Jane could understand that reluctance to change this place. It had a soul to it, as if it were a living entity—or was that the lingering presence of the long-dead scientist she felt in every room?
“Hey, Mom?”
She turned, surprised that Cody’s voice came from a distance and not right behind her, where he’d been standing only seconds ago. “Codester? Where are you?” She stepped out of the master bedroom, into the hall. Cody stood two doors down, in front of that room at the top of the stairs. The one that seemed to have given him a scare before.
“I want this room, if it’s okay with you,” he said. Frowning, Jane went to where he stood near the now open door. He looked in at a rather ordinary-looking bedroom, with no furniture to speak of, and nothing exceptional about it except for the huge marble fireplace on one wall.
“I kind of thought this room…gave you the willies. Isn’t this where you thought you saw something before?”
“That’s why I want it,” Cody said. He looked at her and shrugged. “If there is some kind of ghost hanging out around here, I want to know about it.”
“Gonna analyze it until you convince it it can’t possibly exist?”
“Maybe,” he said, grinning. “So when are the movers gonna get here with my Nintendo?”
Two
1897
T hunder rumbled and growled in the distance, and Zachariah got up from the chair where he’d been keeping constant vigil to light the oil lamp on his son’s bedside table. Benjamin had always been afraid of thunderstorms. Just as Zach fitted the glass chimney into place, Ben stirred, as Zach had known he would.
“Father… Oh. You’re right here.”
“Where else would I be?”
“Working on the device, of course. You waste an awful lot of time sitting here with me, you know.”
“I like sitting with you.” Thunder cracked again, and Benjamin reached for his father’s hand, found it, and held tight.
“There, now. No need to be afraid, son. You know thunder can’t hurt you.”
“That doesn’t make it any less noisy, though,” Benjamin said, quite reasonably. “How much longer will it last, Father? It’s been storming all night.”
Zachariah pulled the gold watch from his vest pocket, opened it and then turned its face toward his son. “It’s only 9:08, my boy. It hasn’t been storming all night, only a couple of hours. And it will end any time now, I’m cer—”
His words were cut off by the loudest, sharpest crack yet, this one so loud it even made Zachariah jump a bit. At the same instant, the night sky beyond Benjamin’s window was ripped apart by a blinding, jagged streak.
“Father, the lightning!
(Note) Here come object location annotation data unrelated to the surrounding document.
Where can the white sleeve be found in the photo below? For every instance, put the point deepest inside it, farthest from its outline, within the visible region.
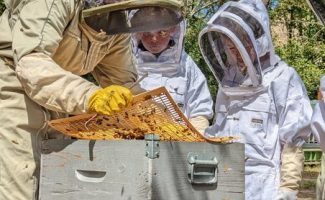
(295, 111)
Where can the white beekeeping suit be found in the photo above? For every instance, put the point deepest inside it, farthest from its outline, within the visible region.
(176, 71)
(261, 99)
(44, 48)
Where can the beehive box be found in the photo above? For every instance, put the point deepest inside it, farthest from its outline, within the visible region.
(141, 169)
(118, 158)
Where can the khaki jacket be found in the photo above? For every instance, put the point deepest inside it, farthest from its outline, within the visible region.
(50, 48)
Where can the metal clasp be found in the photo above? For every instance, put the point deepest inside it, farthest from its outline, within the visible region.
(152, 145)
(202, 168)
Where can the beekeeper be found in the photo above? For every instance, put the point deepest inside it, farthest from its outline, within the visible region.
(261, 99)
(44, 47)
(160, 55)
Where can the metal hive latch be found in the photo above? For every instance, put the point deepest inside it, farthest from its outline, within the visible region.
(152, 145)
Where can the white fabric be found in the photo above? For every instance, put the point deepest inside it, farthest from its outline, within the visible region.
(200, 123)
(167, 62)
(278, 115)
(234, 12)
(287, 194)
(188, 88)
(264, 122)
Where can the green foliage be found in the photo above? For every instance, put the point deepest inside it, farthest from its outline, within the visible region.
(197, 14)
(304, 43)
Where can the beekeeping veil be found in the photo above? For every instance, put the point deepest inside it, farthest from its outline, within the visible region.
(318, 7)
(111, 16)
(237, 46)
(168, 61)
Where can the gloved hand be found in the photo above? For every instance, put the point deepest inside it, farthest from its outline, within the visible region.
(287, 194)
(110, 100)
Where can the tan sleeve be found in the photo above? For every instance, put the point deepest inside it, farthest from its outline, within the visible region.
(51, 86)
(117, 67)
(292, 166)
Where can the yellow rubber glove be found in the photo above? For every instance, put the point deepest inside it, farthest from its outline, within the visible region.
(110, 100)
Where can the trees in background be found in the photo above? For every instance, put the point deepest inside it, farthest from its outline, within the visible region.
(300, 40)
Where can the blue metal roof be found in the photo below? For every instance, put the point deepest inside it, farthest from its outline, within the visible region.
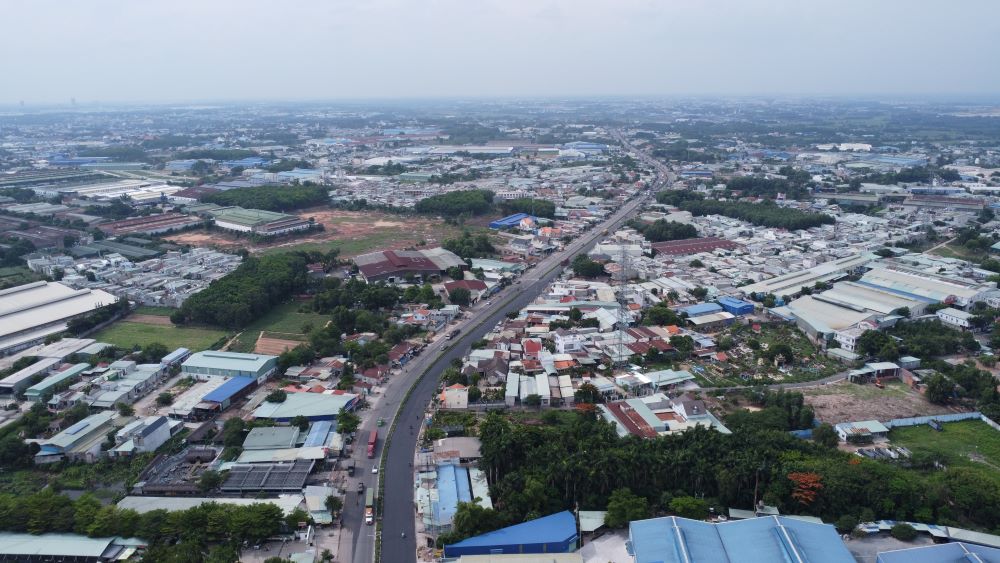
(554, 528)
(701, 309)
(942, 553)
(318, 433)
(453, 488)
(226, 391)
(756, 540)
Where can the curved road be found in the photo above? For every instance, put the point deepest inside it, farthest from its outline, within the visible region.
(397, 507)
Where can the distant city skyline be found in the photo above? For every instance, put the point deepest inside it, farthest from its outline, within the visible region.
(113, 51)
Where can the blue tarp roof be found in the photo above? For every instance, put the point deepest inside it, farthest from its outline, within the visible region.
(225, 391)
(453, 488)
(555, 528)
(318, 433)
(756, 540)
(701, 309)
(942, 553)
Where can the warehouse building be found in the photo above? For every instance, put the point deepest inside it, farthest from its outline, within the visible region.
(28, 548)
(258, 221)
(958, 552)
(59, 380)
(80, 442)
(31, 312)
(313, 406)
(229, 364)
(555, 533)
(754, 540)
(792, 283)
(395, 265)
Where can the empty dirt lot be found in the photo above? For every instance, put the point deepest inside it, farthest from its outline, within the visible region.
(846, 402)
(353, 232)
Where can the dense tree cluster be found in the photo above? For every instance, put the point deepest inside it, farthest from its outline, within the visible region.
(185, 535)
(766, 187)
(663, 230)
(470, 246)
(271, 198)
(539, 469)
(453, 204)
(251, 290)
(531, 206)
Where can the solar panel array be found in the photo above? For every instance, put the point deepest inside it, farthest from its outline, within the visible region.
(271, 477)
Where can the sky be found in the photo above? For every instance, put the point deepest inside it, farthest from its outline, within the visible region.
(214, 50)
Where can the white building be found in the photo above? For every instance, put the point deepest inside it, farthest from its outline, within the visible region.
(956, 318)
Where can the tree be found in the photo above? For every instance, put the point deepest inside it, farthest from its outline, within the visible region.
(460, 296)
(276, 396)
(939, 389)
(125, 409)
(825, 435)
(689, 507)
(903, 532)
(232, 432)
(846, 524)
(347, 422)
(209, 480)
(624, 507)
(153, 352)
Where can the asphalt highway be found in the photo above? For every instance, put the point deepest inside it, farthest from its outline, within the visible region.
(398, 510)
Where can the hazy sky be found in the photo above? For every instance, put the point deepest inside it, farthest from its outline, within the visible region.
(180, 50)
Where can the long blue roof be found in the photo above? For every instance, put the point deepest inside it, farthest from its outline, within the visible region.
(554, 528)
(225, 391)
(755, 540)
(318, 433)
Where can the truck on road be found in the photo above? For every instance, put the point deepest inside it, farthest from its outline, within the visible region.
(372, 439)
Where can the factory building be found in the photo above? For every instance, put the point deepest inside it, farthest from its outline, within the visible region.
(31, 312)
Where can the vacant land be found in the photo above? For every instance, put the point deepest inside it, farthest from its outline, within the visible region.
(847, 402)
(969, 442)
(126, 334)
(286, 319)
(352, 232)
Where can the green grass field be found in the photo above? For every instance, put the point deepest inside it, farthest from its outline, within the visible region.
(284, 318)
(156, 311)
(957, 445)
(126, 334)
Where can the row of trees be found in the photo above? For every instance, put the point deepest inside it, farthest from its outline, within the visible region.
(539, 469)
(454, 204)
(250, 291)
(536, 207)
(765, 214)
(272, 198)
(210, 532)
(470, 246)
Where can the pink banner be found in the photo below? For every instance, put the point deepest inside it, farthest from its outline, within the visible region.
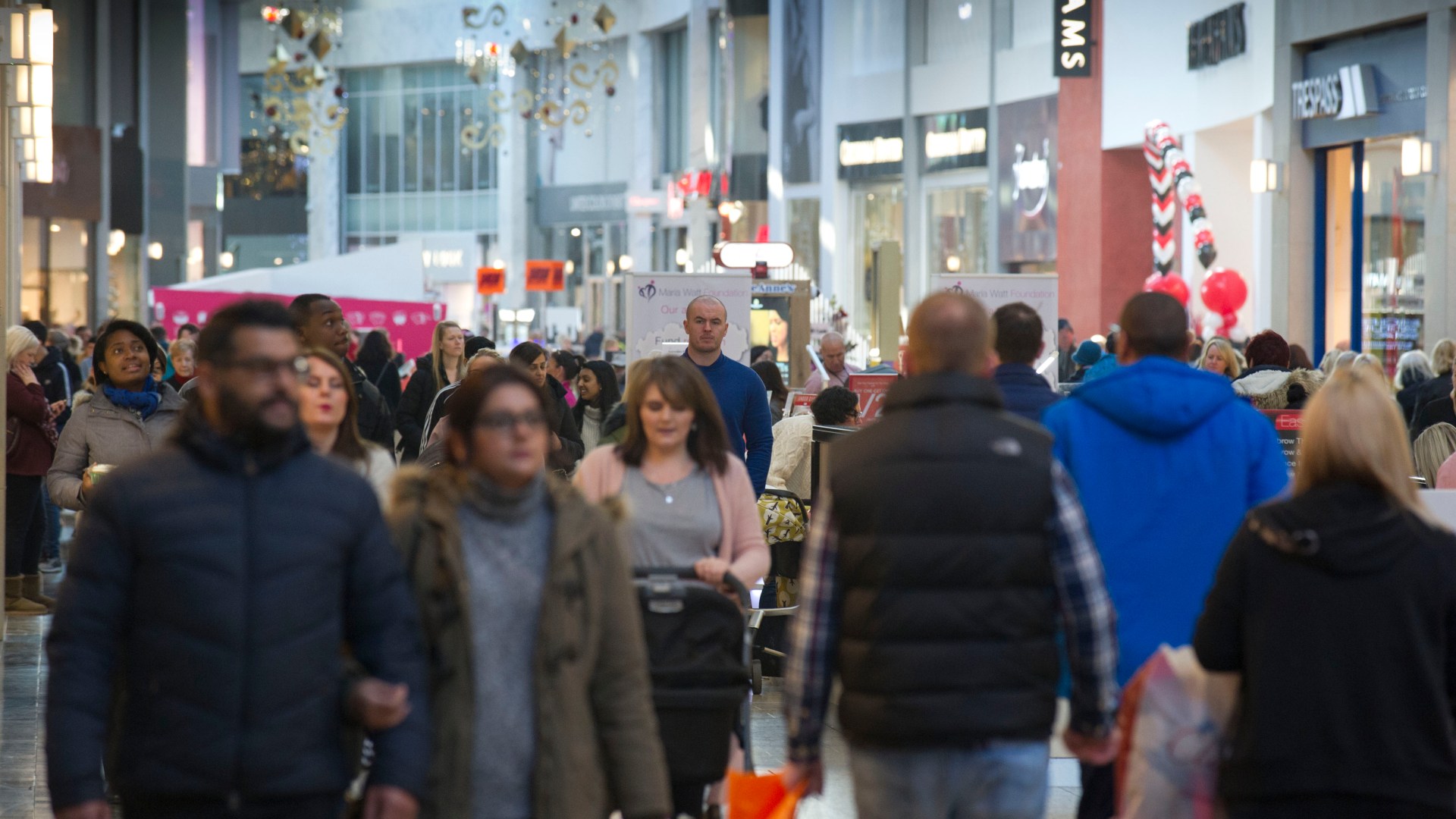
(410, 324)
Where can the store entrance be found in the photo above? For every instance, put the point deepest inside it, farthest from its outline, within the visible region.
(1370, 249)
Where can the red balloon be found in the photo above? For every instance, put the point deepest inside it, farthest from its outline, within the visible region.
(1223, 290)
(1171, 284)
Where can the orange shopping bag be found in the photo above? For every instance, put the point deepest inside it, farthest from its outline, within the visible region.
(761, 796)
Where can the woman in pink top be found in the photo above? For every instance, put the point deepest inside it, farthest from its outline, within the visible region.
(688, 500)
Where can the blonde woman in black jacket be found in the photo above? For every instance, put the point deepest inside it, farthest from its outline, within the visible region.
(1338, 610)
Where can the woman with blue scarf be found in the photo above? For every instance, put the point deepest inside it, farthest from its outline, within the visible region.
(128, 416)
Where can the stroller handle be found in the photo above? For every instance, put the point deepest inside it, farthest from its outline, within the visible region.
(689, 573)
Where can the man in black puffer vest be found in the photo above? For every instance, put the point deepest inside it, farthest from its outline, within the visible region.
(946, 548)
(200, 639)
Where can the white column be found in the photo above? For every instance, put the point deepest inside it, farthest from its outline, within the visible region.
(699, 82)
(644, 159)
(325, 203)
(1261, 279)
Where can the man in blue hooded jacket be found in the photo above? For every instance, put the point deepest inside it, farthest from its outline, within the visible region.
(1168, 461)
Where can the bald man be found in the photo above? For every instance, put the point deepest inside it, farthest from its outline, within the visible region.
(832, 354)
(948, 548)
(742, 395)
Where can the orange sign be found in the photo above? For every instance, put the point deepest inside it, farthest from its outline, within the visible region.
(490, 280)
(545, 275)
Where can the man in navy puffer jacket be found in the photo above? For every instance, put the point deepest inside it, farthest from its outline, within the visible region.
(200, 639)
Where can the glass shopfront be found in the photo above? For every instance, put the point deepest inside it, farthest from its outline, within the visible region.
(1363, 110)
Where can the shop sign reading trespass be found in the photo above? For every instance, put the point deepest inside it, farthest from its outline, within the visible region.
(1072, 55)
(1345, 93)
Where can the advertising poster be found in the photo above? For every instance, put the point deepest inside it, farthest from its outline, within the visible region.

It’s hit something!”
Zach moved to the edge of the bed and gathered his son in his arms. “There now…” he said. “It wasn’t as close as it seemed.” But he kept his gaze focused on that one spot in the night where the lightning seemed to have struck. And as he watched, he rocked his son, whispered to him, stroked his hair.
Within seconds, a pinprick of light danced in the distant sky. And then it began to grow, and spread, until Zach recognized it for what it was. A fire. And from what he could see, it was the old Thomas barn, nearly three miles away, that had been hit, and that was now burning. No great loss. It was an old, decrepit building and hadn’t been used in years. The only thing inside, so far as he knew, was some musty old hay.